Faciliter les licenciements ne va pas inciter les employeurs à licencier davantage
Peut-on alors seulement penser qu’un employeur va applaudir des deux mains à l’annonce d’une simplification des procédures de licenciements ? Bien sûr que non. Il aura juste en revanche l’impression qu’on aura pris en compte l’inutilité de la double peine qu’on lui infligeait jusqu’alors : obligé de licencier, il devait en plus subir une administration lourde et coûteuse, comme si le moment n’était pas assez pénible comme cela.

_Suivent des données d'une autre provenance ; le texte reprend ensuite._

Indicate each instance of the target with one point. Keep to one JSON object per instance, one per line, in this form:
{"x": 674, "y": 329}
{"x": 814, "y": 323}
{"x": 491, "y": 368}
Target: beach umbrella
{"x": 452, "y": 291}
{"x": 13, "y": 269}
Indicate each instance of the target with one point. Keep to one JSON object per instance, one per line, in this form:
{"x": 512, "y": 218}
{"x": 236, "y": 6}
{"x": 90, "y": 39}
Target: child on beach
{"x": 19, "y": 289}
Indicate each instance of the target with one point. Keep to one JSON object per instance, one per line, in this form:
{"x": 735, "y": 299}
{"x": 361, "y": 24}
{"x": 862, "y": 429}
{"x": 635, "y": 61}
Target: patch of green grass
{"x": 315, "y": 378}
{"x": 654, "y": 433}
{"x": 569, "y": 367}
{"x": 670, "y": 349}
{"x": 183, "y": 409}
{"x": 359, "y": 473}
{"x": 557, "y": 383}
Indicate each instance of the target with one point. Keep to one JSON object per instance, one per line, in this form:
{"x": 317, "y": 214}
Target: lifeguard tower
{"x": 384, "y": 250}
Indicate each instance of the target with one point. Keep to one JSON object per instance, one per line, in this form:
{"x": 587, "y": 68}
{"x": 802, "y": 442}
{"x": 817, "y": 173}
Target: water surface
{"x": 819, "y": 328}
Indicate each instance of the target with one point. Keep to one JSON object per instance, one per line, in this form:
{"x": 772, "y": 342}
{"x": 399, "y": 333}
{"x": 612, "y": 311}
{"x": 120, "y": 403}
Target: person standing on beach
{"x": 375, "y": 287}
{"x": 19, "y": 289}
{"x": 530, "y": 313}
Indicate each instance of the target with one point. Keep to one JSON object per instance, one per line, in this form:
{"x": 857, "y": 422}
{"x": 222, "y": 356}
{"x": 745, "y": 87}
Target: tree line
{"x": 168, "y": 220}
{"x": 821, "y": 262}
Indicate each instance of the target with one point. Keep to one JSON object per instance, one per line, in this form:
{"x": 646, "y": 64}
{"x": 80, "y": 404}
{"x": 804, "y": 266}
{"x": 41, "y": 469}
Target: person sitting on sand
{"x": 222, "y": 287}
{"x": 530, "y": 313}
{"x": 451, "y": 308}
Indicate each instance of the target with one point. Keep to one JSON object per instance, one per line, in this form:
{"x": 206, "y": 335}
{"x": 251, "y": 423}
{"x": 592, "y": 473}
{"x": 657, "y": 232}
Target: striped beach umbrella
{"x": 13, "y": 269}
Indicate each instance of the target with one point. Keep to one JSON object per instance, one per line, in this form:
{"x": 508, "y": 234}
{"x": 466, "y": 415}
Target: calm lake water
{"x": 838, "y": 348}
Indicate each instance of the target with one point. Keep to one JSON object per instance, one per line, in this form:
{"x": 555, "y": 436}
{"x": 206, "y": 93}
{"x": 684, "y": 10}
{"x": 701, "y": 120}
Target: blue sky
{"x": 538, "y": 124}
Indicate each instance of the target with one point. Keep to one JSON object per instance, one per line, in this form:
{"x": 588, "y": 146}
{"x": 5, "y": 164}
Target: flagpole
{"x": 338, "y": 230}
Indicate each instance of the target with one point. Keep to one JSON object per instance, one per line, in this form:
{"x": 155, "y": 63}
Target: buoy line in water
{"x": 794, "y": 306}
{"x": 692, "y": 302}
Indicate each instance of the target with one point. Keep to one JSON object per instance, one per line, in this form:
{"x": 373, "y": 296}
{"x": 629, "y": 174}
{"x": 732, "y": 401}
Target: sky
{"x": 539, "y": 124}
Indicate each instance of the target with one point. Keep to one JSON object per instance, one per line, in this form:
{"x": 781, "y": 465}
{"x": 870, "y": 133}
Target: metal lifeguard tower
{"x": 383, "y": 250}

Peut-on ensuite croire qu’il attendait avec impatience ces nouvelles mesures simplificatrices pour pouvoir enfin se débarrasser d’un maximum d’employés ? Ce serait d’abord stupide, car s’il a recruté à une époque, c’est bien qu’il était convaincu que ses employés concourraient directement à la richesse de son entreprise comme à son développement. Décider de se séparer d’un ou plusieurs collaborateurs revient alors généralement à se priver de ce qu’ils apportaient dans l’entreprise, et bien souvent à faire le choix d’une baisse d’activité que les employés restants devront compenser, au risque d’engendrer une grogne sociale, donc une nouvelle baisse de productivité, etc.

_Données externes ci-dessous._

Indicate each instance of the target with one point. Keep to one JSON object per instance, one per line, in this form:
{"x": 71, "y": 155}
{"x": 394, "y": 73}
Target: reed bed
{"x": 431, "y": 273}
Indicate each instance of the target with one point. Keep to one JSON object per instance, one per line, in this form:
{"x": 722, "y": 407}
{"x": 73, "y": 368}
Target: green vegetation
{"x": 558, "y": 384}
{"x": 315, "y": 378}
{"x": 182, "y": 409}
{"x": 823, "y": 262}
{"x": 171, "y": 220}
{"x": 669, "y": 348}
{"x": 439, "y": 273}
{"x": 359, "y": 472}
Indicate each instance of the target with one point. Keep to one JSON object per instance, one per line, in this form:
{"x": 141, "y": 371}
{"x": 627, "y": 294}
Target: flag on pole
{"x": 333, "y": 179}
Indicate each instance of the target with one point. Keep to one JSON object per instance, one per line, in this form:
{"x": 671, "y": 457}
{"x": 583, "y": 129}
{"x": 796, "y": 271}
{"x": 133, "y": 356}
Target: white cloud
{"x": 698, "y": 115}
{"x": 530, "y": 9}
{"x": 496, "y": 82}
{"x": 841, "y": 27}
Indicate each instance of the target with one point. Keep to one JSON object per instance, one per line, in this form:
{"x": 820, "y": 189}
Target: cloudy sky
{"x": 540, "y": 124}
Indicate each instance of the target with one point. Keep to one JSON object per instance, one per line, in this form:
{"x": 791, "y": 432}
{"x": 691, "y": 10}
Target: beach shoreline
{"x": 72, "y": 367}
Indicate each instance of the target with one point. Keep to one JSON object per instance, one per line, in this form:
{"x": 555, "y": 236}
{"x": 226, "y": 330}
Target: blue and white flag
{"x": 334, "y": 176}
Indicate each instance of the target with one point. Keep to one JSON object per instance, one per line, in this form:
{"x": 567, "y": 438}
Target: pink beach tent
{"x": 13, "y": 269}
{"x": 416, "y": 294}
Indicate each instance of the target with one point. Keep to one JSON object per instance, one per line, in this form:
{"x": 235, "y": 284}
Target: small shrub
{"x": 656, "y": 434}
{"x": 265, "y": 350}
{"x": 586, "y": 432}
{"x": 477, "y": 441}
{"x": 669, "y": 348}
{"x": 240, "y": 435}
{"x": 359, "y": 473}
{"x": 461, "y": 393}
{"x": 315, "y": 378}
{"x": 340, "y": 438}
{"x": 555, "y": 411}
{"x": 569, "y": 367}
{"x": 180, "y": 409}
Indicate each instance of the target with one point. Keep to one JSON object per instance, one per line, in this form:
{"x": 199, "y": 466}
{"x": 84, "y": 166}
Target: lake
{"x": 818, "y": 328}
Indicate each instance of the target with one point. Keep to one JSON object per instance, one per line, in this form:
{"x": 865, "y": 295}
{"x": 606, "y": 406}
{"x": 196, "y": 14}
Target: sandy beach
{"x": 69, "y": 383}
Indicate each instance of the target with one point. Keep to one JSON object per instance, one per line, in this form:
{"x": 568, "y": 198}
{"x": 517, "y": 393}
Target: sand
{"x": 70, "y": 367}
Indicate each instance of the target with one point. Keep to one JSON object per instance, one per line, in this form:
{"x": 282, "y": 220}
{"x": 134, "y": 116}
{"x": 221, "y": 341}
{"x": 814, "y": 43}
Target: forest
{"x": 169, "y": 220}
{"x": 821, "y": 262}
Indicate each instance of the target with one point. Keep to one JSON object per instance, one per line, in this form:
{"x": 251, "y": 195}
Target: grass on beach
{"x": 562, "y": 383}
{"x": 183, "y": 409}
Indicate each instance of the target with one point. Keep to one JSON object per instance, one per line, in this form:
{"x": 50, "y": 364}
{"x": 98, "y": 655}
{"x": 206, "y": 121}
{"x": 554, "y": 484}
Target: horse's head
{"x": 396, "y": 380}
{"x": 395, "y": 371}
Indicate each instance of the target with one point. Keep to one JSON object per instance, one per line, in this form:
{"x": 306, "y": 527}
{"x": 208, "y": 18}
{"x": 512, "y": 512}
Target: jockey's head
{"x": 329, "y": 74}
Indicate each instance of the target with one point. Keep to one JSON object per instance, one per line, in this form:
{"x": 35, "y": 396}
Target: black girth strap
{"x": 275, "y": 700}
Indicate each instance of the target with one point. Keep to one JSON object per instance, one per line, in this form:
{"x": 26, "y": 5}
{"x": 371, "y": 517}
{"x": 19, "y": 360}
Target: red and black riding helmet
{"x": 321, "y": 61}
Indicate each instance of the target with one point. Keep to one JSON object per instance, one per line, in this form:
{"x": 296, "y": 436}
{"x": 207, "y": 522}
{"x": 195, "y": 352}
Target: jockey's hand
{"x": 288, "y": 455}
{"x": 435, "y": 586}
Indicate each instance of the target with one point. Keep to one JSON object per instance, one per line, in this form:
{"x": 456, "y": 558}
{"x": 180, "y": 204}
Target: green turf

La Loi Travail doit s’inscrire dans une politique globale d’aide à l’emploi
Néanmoins, ce qui est possible (et que la loi devra davantage encadrer là où elle ne l’a pas déjà fait suffisamment), c’est que quelques employeurs peu scrupuleux cherchent à profiter de cette « simplification » de la procédure pour licencier des personnes peu productives au profit de nouvelles embauches sur des profils plus intéressants pour le développement de l’entreprise. Cela met en lumière la nécessité d’accompagner toutes ces décisions politiques par des mesures facilitant la formation continue, par exemple. Mais c’est surtout nier l’existence de règles qui s’appliquent déjà depuis quelques décennies et qui interdisent tout simplement de licencier sur motif économique pour embaucher moins cher.

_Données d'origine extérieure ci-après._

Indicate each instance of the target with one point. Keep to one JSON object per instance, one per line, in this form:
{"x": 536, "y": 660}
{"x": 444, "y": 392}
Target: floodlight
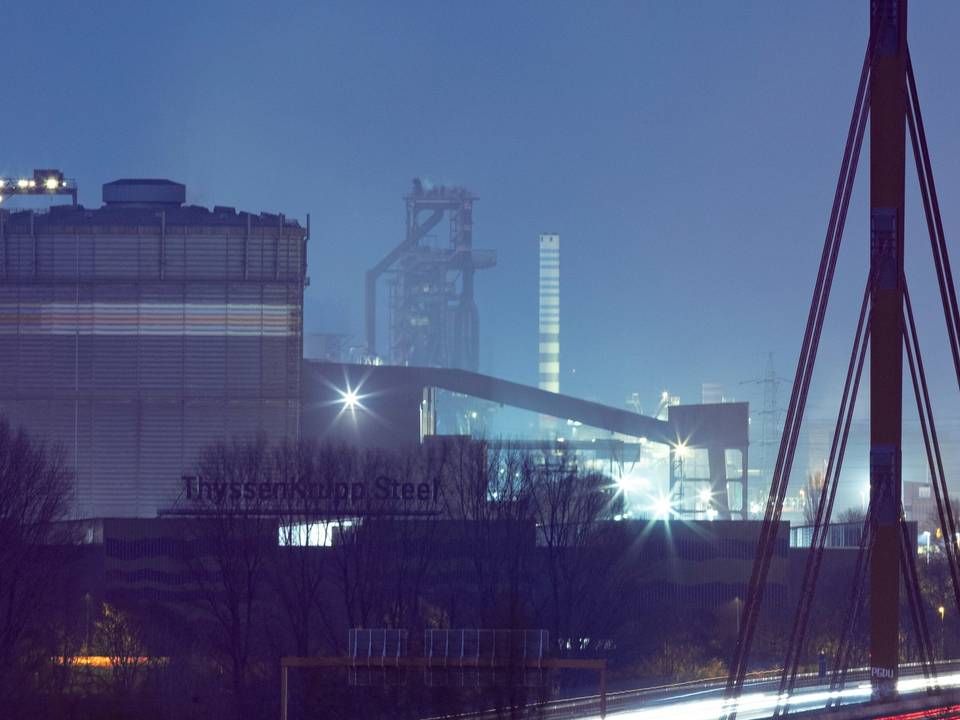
{"x": 662, "y": 507}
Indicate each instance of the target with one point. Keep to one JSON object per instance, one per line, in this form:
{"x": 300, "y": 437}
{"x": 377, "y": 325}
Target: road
{"x": 758, "y": 700}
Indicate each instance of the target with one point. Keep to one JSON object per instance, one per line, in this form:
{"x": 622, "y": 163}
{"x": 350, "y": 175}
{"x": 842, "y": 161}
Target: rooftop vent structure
{"x": 144, "y": 193}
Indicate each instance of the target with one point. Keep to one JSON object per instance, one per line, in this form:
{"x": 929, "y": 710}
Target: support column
{"x": 887, "y": 147}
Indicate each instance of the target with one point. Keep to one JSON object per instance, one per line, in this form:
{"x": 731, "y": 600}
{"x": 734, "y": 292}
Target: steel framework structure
{"x": 433, "y": 317}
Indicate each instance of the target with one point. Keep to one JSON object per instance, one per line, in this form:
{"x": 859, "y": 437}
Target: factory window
{"x": 733, "y": 459}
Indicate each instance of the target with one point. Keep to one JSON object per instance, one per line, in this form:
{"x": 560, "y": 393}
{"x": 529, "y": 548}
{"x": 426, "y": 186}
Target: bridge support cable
{"x": 908, "y": 568}
{"x": 796, "y": 643}
{"x": 941, "y": 260}
{"x": 858, "y": 593}
{"x": 805, "y": 363}
{"x": 931, "y": 443}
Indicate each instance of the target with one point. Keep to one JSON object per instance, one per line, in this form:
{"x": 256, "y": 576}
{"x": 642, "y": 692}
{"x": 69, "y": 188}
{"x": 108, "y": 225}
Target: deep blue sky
{"x": 685, "y": 151}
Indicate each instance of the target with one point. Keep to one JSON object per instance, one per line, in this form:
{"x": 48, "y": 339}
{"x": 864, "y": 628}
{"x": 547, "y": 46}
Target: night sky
{"x": 686, "y": 152}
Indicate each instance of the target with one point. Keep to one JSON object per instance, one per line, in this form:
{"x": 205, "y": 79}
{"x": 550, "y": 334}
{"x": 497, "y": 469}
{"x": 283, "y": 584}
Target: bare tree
{"x": 118, "y": 636}
{"x": 572, "y": 511}
{"x": 234, "y": 543}
{"x": 35, "y": 486}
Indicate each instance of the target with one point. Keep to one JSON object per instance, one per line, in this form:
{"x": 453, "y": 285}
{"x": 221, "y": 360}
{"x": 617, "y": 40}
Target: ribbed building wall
{"x": 550, "y": 313}
{"x": 133, "y": 338}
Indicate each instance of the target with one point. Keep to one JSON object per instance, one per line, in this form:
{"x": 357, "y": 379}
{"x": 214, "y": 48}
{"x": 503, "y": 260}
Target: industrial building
{"x": 137, "y": 333}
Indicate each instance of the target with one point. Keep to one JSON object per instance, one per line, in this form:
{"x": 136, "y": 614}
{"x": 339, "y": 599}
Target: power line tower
{"x": 771, "y": 416}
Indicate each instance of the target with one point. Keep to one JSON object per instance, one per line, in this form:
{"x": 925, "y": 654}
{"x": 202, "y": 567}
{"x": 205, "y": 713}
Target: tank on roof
{"x": 153, "y": 193}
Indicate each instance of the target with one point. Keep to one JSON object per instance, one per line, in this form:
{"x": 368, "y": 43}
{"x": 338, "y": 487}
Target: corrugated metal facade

Alors définitivement, non, arrêtons de croire qu’un employeur voit son bonheur dans le licenciement. Car, au contraire, un employeur ne peut exister que s’il a des employés. Bien sûr qu’il y a des subtilités et que cette vision un peu trop manichéenne pourrait être battue en brèche par tout un tas d’histoires particulières de patrons pourris, car il y en a. Mais ceux-là n’ont pas besoin de règles venant faciliter leurs agissements : ils s’en sont bien passés jusqu’ici, ils peuvent parfaitement continuer à ne pas se préoccuper de la législation du travail. Ce qui est désolant, en revanche, c’est qu’ils servent d’épouvantails à une certaine catégorie d’opposants politiques dont le fonds de commerce est d’ailleurs uniquement l’opposition systématique, quitte à se retourner contre leur propre camp quand il a de bonnes idées.